A surprisingly large number of people have suggested that safe, effective SARS-CoV-2 vaccines might not be available for many years. These people also suggest that New Zealand and Australia, and other countries that have pursued elimination of infection, might instead be wise to open their borders and allow the spread of infection. These people tend not to suggest how long it would take before the spread of infection would lead to immunity in 60-70% of the population, and hence when it would be safe to discontinue efforts to limit the spread of infection.

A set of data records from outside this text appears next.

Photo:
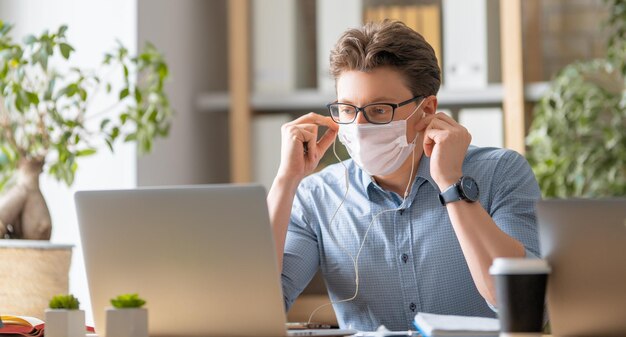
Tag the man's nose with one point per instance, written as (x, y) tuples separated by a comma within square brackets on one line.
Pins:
[(360, 118)]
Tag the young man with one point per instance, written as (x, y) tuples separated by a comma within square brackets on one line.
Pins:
[(425, 213)]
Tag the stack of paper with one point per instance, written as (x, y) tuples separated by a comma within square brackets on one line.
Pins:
[(431, 325)]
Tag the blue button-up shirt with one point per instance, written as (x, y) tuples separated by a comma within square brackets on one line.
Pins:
[(411, 260)]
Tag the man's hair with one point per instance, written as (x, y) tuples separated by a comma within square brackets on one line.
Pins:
[(388, 44)]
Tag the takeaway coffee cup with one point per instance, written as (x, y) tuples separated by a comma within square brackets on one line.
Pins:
[(520, 293)]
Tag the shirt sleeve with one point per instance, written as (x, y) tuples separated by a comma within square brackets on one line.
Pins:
[(513, 202), (301, 255)]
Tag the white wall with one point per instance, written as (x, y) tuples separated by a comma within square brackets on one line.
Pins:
[(93, 28), (192, 35)]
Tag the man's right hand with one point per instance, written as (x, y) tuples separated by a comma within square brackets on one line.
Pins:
[(300, 149)]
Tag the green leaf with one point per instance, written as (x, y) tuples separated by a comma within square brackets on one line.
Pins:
[(83, 94), (66, 49), (62, 30), (104, 123), (128, 301), (131, 137), (123, 93), (29, 39), (108, 142), (137, 95), (85, 153), (32, 97), (64, 302), (115, 133)]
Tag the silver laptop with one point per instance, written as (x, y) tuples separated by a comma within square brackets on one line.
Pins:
[(585, 243), (202, 257)]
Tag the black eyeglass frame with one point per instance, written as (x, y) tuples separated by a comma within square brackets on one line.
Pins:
[(393, 106)]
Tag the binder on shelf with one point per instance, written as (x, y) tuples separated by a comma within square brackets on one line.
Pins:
[(266, 146), (471, 43)]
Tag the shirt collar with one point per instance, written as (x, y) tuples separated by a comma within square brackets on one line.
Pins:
[(423, 173)]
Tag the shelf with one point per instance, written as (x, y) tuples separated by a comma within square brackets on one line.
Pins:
[(312, 99)]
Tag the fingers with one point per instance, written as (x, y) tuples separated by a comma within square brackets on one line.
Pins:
[(327, 140), (440, 116), (317, 119)]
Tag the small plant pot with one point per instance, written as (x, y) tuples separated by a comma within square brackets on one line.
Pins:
[(64, 323), (129, 322)]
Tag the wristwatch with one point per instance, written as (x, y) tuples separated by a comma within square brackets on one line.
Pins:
[(464, 189)]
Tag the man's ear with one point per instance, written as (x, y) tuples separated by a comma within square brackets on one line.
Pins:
[(430, 105)]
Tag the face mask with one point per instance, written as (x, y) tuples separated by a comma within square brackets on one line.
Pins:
[(379, 149)]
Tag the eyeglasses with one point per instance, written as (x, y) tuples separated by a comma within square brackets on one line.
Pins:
[(375, 113)]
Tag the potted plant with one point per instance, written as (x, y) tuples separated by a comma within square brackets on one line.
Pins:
[(47, 120), (577, 143), (127, 317), (64, 318)]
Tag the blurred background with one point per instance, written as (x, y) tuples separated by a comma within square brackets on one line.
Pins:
[(240, 69)]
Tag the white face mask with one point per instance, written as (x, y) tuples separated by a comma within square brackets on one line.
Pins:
[(379, 149)]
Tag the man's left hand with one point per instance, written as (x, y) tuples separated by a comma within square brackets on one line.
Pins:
[(446, 143)]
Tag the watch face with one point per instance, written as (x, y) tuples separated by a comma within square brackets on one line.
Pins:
[(469, 188)]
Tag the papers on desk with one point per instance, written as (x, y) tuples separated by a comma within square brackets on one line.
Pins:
[(432, 325)]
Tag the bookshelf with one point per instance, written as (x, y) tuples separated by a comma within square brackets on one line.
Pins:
[(243, 100)]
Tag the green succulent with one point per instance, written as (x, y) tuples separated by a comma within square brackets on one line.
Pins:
[(68, 302), (127, 301)]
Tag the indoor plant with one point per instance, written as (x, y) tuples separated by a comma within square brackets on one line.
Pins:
[(47, 120), (127, 318), (577, 143), (64, 318)]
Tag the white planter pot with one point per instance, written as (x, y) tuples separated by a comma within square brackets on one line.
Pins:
[(64, 323), (131, 322), (32, 272)]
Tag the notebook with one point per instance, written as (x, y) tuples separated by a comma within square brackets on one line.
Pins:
[(584, 241), (434, 325), (202, 257)]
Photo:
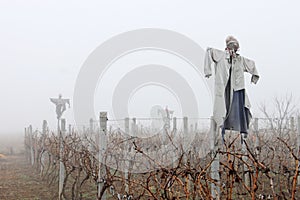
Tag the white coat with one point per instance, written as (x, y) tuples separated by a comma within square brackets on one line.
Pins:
[(222, 65)]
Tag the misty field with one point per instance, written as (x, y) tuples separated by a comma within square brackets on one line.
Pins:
[(267, 168)]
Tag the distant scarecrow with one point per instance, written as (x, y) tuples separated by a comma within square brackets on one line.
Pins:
[(60, 105), (231, 103)]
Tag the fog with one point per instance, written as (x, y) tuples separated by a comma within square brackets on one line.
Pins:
[(43, 45)]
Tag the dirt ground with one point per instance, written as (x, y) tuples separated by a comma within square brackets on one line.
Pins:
[(19, 181)]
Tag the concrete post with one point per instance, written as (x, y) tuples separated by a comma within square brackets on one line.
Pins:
[(102, 150), (61, 154), (31, 145), (215, 165)]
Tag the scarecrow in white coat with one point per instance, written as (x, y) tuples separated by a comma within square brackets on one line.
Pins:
[(231, 103)]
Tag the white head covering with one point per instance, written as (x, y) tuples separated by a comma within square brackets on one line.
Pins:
[(230, 40)]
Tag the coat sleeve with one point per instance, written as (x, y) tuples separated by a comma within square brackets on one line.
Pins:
[(212, 56), (208, 62), (249, 66)]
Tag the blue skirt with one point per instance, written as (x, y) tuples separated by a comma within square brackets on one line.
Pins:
[(238, 116)]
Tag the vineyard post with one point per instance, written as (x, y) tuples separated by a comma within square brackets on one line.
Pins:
[(185, 130), (126, 155), (61, 164), (102, 149), (91, 126), (298, 145), (215, 165), (27, 144), (174, 125), (43, 146), (292, 124), (174, 133), (245, 168), (257, 138), (92, 132), (70, 129), (31, 144)]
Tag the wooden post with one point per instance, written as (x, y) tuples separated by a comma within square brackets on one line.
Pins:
[(257, 139), (31, 145), (134, 127), (298, 145), (102, 150), (292, 125), (244, 158), (70, 129), (91, 126), (127, 125), (126, 176), (185, 131), (42, 157), (26, 143), (174, 125), (61, 154), (215, 165)]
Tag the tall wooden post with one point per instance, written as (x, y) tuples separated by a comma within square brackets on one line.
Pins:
[(292, 124), (174, 125), (298, 144), (126, 156), (244, 158), (257, 138), (91, 126), (102, 150), (215, 165), (70, 129), (31, 144), (185, 131), (42, 156), (61, 154)]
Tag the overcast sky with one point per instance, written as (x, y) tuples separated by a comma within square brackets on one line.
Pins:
[(43, 45)]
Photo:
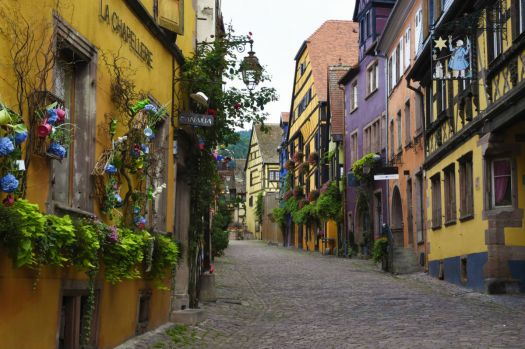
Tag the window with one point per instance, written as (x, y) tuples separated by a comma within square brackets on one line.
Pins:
[(441, 96), (399, 63), (372, 137), (436, 201), (392, 138), (71, 180), (495, 39), (302, 68), (501, 182), (353, 96), (353, 147), (450, 194), (520, 16), (398, 122), (408, 135), (420, 214), (71, 326), (466, 188), (407, 47), (144, 312), (419, 30), (372, 78), (368, 24)]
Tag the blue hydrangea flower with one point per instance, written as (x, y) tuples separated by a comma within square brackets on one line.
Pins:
[(57, 149), (110, 168), (20, 137), (52, 116), (8, 183), (6, 146), (150, 108)]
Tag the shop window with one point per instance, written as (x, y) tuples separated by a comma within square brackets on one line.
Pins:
[(408, 132), (436, 201), (501, 179), (463, 270), (143, 311), (74, 72), (466, 187), (398, 122), (73, 314), (450, 194), (372, 78)]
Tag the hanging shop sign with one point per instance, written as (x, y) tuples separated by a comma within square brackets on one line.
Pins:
[(194, 119), (125, 32), (453, 43)]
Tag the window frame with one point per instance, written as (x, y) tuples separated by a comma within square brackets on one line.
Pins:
[(449, 186), (435, 183), (353, 96), (492, 183), (466, 187)]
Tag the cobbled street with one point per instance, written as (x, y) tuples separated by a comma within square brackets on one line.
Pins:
[(273, 297)]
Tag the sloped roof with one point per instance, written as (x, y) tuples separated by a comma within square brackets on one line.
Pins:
[(335, 42), (268, 142), (336, 97)]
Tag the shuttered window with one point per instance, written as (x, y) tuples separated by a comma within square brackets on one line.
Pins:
[(466, 187)]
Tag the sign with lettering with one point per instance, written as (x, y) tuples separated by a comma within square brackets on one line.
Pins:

Mathematical models suggest that two to three years of community spread would be required before 60-70% of the population had been infected. In the figure below, the red line shows the predicted number of people unwell in New Zealand with COVID-19 disease if no public health measures had been imposed (2). At the peak of disease, in July-August 2020, approximately 15% of the total population would have been unwell and the number of patients requiring hospital care would have been ten times the capacity of our hospitals. The orange “saw-tooth” line shows the number of people predicted to be unwell, in New Zealand had we intermittently imposed public health measures (shown by the vertical purple stripes), intended to mitigate rather than eliminate transmission of SARS-CoV-2. In this model the public health measures were intended to ensure that the number of patients requiring intensive care did not exceed the capacity of New Zealand’s intensive care facilities. Note that intermittent “lockdowns” would have been required until well into 2022.
Figure. The predicted proportion of the New Zealand population unwell with COVID-19 illness, between March 2020 and late 2022, in the event either of no public health interventions (red line); or of intermittent periods of public health interventions (purple stripes), intended to limit the number of people unwell with COVID-19 (orange saw-tooth line) so that New Zealand hospitals were not overwhelmed by patients requiring intensive care. (Reference 2.)
Fortunately the progress with vaccine development and testing suggests that safe effective vaccines will be available in the first half of 2021. We should anticipate that we can have the best of both worlds – long periods with no community outbreaks, interrupted by occasional clusters of infection that are quickly brought under control, followed from early 2021 onwards by a well organised community-wide vaccination programme that achieves protective immunity in a high proportion of the population. Hopefully vaccine induced immunity will last several years. If we achieve high vaccination rates there may be no need for subsequent vaccine booster doses because once border controls are removed the opportunity for SARS-CoV-2 to enter and spread in the community will lead in vaccinated people to brief asymptomatic infection that will provide natural boosting of their vaccine-induced immunity. Unfortunately unvaccinated people will remain at risk of severe disease. High levels of vaccination may be expected to provide our communities with the best possible protection against COVID-19.
Gaebler C, et al Evolution of antibody immunity to SARS-CoV-2. bioRxiv November 5 2020. doi: https://doi.org/10.1101/2020.11.03.367391
James A, Hendy SC, Plank MJ, Steyn N. Suppression and mitigation strategies for control of COVID-19 in New Zealand. At: https://www.tepunahamatatini.ac.nz/2020/03/26/suppression-and-mitigation-strategies-for-control-of-covid-19-in-new-zealand/
Mark Thomas is an Associate Professor in Molecular Medicine and Pathology at the University of Auckland. He is an expert in infectious diseases.